May 18, 2020

Implant one day may replace dialysis

Vanderbilt researchers used pharmacological manipulations to increase salt and water transport by kidney cells grown in culture, a step necessary for realizing an implantable artificial kidney device.

Kidney failure affects 700,000 Americans and two million people worldwide. Treatment is severely limited by a scarcity of donor organs and the burden and expense of recurring dialysis.  

Now William Fissell, MD, and colleagues have taken a major step forward in bioengineering an implantable universal donor kidney that can clean the bloodstream without the need for electrical power, pumps or dialysis. 

The “bioreactor” contains functional renal tubular epithelial cells that are powered by chemical energy and which selectively reabsorb salt, water, glucose and amino acids while blocking reabsorption of uremic toxins and concentrating wastes in the urine. 

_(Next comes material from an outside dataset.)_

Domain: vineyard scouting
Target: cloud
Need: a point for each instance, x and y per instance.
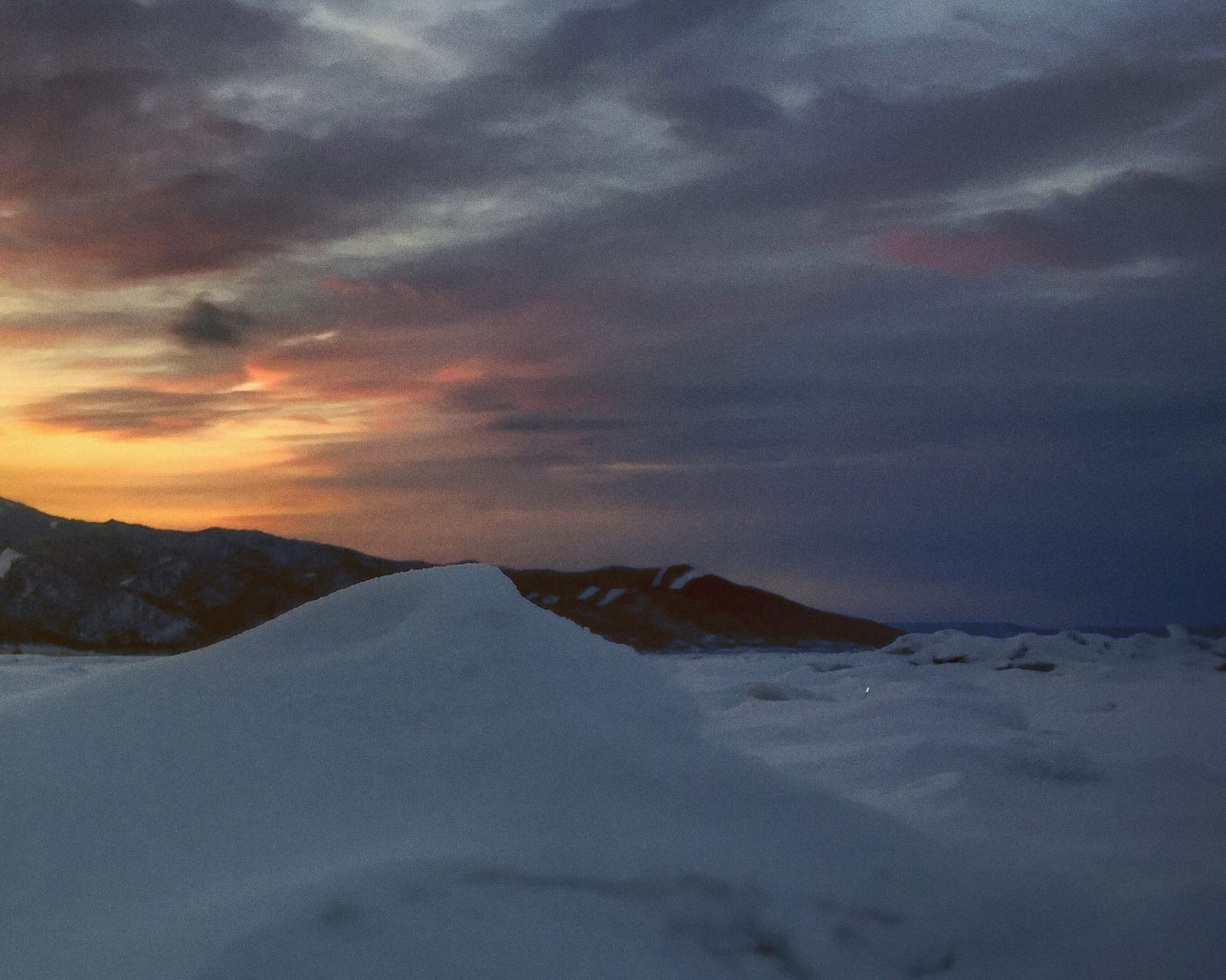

Through pharmacological manipulations — inhibiting transforming growth factor-beta (TGF-beta) and adding metformin, a key enzyme activator — the researchers were able to increase salt and water transport by primary renal tubular cells grown on easily manufactured cell culture materials. 

The finding, reported in the journal Tissue Engineering, is “a breakthrough step making achieving an implantable artificial kidney device possible,” the researchers concluded.

The research was supported by a National Institutes of Health grant, EB021214, and by a gift from the Wildwood Foundation.